Beyond the Shelter – Understanding the limits and potentialities between emergency and endurance in Refugee Camps in Germany

Period: 2020-2025
Funding: Deutsche Forschungsgemeinschaft DFG

This research aims at looking at the impact of spatial dimensions in the integration of refugees living in refugee shelters in Berlin. To develop this debate, it is important to critically approach the term integration. Since the 1970s, the socio-political discussions in Germany have been strongly influenced by a conservative concept of integration. This is based on the idea that there is an established core society to which people with migration biographies must unilaterally adapt. According to this logic, traditional integration policy tries to eliminate deficits among migrants.
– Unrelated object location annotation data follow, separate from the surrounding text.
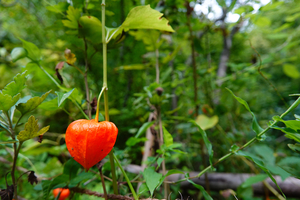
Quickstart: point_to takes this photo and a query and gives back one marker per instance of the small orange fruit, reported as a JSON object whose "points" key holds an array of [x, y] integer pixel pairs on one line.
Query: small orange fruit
{"points": [[89, 141], [64, 193]]}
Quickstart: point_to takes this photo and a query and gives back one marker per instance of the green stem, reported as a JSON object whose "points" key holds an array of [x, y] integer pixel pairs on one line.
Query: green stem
{"points": [[98, 104], [126, 177], [292, 107], [104, 42], [54, 81]]}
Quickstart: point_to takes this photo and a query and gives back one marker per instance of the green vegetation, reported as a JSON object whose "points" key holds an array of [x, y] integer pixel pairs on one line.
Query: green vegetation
{"points": [[189, 94]]}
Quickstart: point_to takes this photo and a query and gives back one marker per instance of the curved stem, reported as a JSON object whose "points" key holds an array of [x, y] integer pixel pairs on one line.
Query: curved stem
{"points": [[85, 79], [126, 177], [54, 81], [112, 163], [98, 104]]}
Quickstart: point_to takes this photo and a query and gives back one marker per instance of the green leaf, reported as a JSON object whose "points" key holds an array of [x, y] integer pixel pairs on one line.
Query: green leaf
{"points": [[234, 148], [133, 141], [143, 128], [144, 17], [80, 177], [71, 168], [294, 147], [90, 28], [16, 86], [272, 5], [168, 139], [170, 172], [31, 130], [131, 67], [143, 188], [73, 15], [255, 125], [31, 104], [254, 179], [49, 105], [290, 165], [59, 181], [33, 52], [58, 8], [149, 38], [206, 141], [291, 71], [260, 164], [61, 97], [152, 178], [292, 124], [9, 142], [46, 188], [7, 101], [262, 21], [207, 122], [204, 193], [18, 53]]}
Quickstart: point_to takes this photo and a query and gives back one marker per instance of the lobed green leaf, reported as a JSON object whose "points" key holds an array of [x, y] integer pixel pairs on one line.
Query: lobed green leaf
{"points": [[255, 125]]}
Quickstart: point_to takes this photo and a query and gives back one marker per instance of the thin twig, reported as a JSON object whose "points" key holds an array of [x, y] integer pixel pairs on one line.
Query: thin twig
{"points": [[267, 80]]}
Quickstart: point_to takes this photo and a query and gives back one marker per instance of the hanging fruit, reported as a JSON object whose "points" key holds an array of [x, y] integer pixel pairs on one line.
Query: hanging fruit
{"points": [[89, 141]]}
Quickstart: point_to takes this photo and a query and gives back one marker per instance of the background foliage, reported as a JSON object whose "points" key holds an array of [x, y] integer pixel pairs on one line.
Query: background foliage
{"points": [[272, 31]]}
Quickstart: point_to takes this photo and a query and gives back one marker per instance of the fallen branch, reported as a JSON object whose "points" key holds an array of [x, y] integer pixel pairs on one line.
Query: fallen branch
{"points": [[222, 181]]}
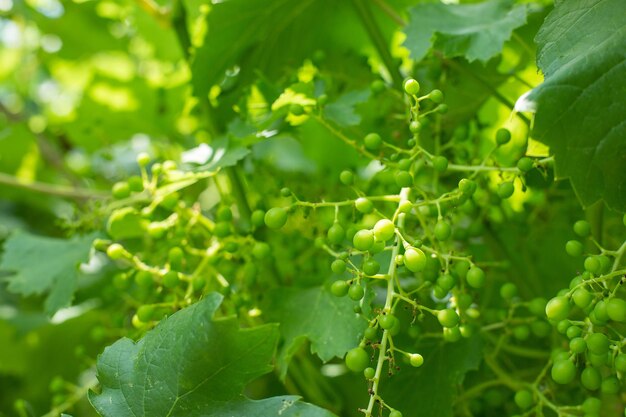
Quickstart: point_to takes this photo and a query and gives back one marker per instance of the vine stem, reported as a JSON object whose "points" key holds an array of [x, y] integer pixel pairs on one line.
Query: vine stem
{"points": [[52, 189], [404, 195]]}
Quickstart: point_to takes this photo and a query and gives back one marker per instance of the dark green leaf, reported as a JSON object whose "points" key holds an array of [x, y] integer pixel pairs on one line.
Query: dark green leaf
{"points": [[309, 313], [191, 365], [581, 106], [475, 31], [430, 390], [43, 264]]}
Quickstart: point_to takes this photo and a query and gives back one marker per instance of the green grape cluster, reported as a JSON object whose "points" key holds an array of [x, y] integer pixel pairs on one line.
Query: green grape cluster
{"points": [[170, 252], [407, 246]]}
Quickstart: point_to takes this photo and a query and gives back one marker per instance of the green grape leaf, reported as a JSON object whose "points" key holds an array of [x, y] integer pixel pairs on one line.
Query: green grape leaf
{"points": [[308, 312], [581, 110], [430, 390], [43, 264], [342, 111], [192, 365], [475, 31]]}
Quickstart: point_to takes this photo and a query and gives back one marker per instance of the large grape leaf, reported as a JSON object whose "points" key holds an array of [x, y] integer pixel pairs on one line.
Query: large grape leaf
{"points": [[329, 322], [43, 264], [430, 390], [192, 365], [581, 106], [476, 31]]}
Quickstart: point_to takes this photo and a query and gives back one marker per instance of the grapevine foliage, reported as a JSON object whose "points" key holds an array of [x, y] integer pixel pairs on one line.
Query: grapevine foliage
{"points": [[314, 208]]}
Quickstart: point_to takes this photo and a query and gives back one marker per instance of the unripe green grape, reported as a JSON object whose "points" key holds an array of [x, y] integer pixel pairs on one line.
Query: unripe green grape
{"points": [[145, 313], [356, 292], [378, 86], [598, 343], [357, 359], [296, 109], [373, 141], [403, 179], [452, 334], [475, 277], [525, 164], [387, 321], [508, 291], [135, 183], [558, 308], [600, 311], [440, 163], [115, 251], [415, 127], [339, 288], [416, 360], [442, 230], [446, 282], [616, 309], [503, 136], [591, 405], [524, 399], [276, 217], [573, 331], [257, 218], [582, 228], [346, 177], [363, 205], [610, 385], [363, 239], [224, 214], [582, 298], [371, 267], [592, 264], [411, 87], [336, 234], [590, 378], [261, 250], [436, 96], [144, 279], [620, 362], [562, 326], [371, 333], [448, 317], [384, 230], [171, 279], [563, 371], [577, 345], [222, 229], [467, 186], [506, 189], [414, 259], [574, 248], [338, 266], [120, 190], [143, 159]]}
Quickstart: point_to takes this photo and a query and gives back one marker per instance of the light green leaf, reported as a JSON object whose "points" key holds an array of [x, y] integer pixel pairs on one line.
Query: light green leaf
{"points": [[475, 31], [43, 264], [309, 313], [430, 390], [192, 365], [581, 106]]}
Obstacles to integration are preferably seen in the cultural or religious differences or in the person of the migrant, not in the conditions of the host society (Weiss et al. 2019). The socio-spatial context is considered to play a significant role in the integration process of immigrants and refugees (Soederberg 2019). Refugee shelters in Berlin have very strict rules regarding spatial transformation – even when related to internal transformation of the housing units. Despite that, refugees manage to perform small transformations to create a sense of home and belonging (Steigemann and Misselwitz 2020). These spatial interventions are attempts to dwell (Dalal 2022) and are also connected to the inefficacy of the Berliner state to integrate refugees into the housing market. In a city like Berlin, where gentrification and privatization of public housing stock had a major impact on housing affordability (Holm 2014), the access to housing—and the social-spatial impact of not accessing it—unfolds as a central issue for refugees. Through collaborative research tools, elaborated through previous experiences in informal settlements in Brazil and earlier phases of this project, I aim to explore the views and narratives of refugees in Berlin shelters regarding their past, present, and envisioned living environments.